La comédie musicale A Face in the Crowd au Young Vic – critique

Kwame Kwei-Armah a lancé son mandat aventureux et agréable de sept ans en tant que directeur artistique du Young Vic de Londres avec une version musicale géniale de La Douzième Nuit. Il le termine avec une autre nouvelle comédie musicale, la comédie satirique Un visage dans la foule.

Avec une musique et des paroles d'Elvis Costello et un livre de Sarah Ruhl, cette adaptation de l'histoire de Budd Schulberg, devenue un film de 1957 réalisé par Elia Kazan, est l'histoire d'un aventurier qui séduit une nation à travers le nouveau média de la télévision et offre un étrange hybride de sensations.

C'est toujours agréable et on y retrouve deux interprétations remarquables d'Anoushka Lucas et de Ramin Karimloo, mais le ton oscille entre le romantisme, le politique et la désillusion sauvage. C'est un spectacle qui vous laisse souvent en rade, mais heureux lorsque les vagues vous submergent.

Le film s'ouvre sur Marcia Jeffries (Lucas), une jeune productrice radio ambitieuse de l'Arkansas obsédée par l'idée de mettre de vraies personnes derrière le micro. À la recherche du « visage dans la foule », elle fait un reportage dans une prison où elle rencontre un escroc ivre qu'elle baptise Lonesome Rhodes (Karimloo) et le met à l'antenne.

Le public est rapidement conquis par son charme simple et son sens de l’identification avec l’homme et la femme ordinaires. Mais à mesure qu’il devient une star de la télévision, d’abord à Chicago puis à New York, son attrait s’effrite et ses messages d’espoir se teintent de rhétorique anti-immigration.

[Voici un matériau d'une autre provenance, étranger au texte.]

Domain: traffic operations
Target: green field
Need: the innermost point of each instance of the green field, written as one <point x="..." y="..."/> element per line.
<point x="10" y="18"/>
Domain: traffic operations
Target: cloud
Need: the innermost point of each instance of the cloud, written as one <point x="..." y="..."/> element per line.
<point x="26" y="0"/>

Menteur et fantaisiste capable de « s’enivrer de sa propre sincérité », il devient un démagogue mégalomane aux ambitions politiques, qui méprise les foules qui le suivent.

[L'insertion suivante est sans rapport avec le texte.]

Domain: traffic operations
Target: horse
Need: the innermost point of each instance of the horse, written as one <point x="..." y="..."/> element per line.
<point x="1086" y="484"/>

Même sans commentaires trop directs sur la taille du public et des remarques telles que « il dit tout ce qui lui passe par la tête, on le met sur des T-shirts et ça se vend », les parallèles avec un certain ancien président américain sont évidents. Mais le spectacle est aussi une parabole sur la crédulité du public et une attaque contre un média qui voit des talents originaux et les utilise immédiatement pour vendre des pilules énergisantes.

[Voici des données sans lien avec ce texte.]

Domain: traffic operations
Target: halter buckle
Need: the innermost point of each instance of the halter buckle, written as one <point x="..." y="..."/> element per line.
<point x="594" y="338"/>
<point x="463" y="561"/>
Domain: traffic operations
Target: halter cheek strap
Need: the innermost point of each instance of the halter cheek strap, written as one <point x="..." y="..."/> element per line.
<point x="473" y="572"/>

Tout cela est raconté avec brio dans le merveilleux décor de livre d'images d'Anna Fleische, qui encadre l'action dans des boiseries et un rectangle de lumières (conçu par Jackie Shemesh) où les changements de costumes marquent subtilement le passage des années. On sent que Costello s'amuse en faisant de même, avec une musique qui commence par la douce synchronicité de jingles chantés de près et qui couvre toute la gamme du répertoire américain, de la country et du western aux torch songs et au jazz.

FITC

C'est une bande originale magnifique (arrangée et dirigée par Phil Bateman), avec des paroles vraiment spirituelles et intelligentes qui portent magnifiquement l'histoire. Le livre de Ruhl et la mise en scène de Kwei-Armah sont moins sûrs ; les scènes sont parfois saccadées et il y a des lignes maladroites comme « Je t'aime comme Mary Shelley aimait son monstre » insérées pour expliquer la relation entre la forte Marcia et sa créature Lonesome.

Cette relation, où Marcia, dont le rôle est beaucoup renforcé par le film, reste fidèle à Lonesome, de plus en plus détestable, malgré l'attrait bien plus grand de Mel (un Olly Dobson charmant et chaleureux, chantant « Nice Guys Come Last ») qui l'attend à bras ouverts, est l'un des problèmes de la deuxième moitié. Elle ne convainc pas, mais Lucas et Karimloo font tout ce qu'ils peuvent pour vous le faire oublier.

Elle a une présence merveilleuse et sans effort, sa voix remplissant les ballades planantes de Costello alors qu'elle tente de se définir comme une femme moderne, tandis que la puissance vocale étonnante de Karimloo lui permet de négocier l'équilibre délicat de son personnage en s'élevant à chaque chanson, qu'il s'agisse de l'attrait rustique de son charisme de bad boy des débuts ou des sentiments plus effrayants d'un refrain comme « Blood and Hot Sauce » alors qu'il pousse un public agitant des drapeaux à l'hystérie.

Le duo parvient même à traiter de l'irréalité de sa descente finale, avec sa morale sur le pouvoir des médias de masse. C'est une fin étrangement insatisfaisante pour une série qui promet plus qu'elle ne tient, mais qui divertit constamment tout en essayant.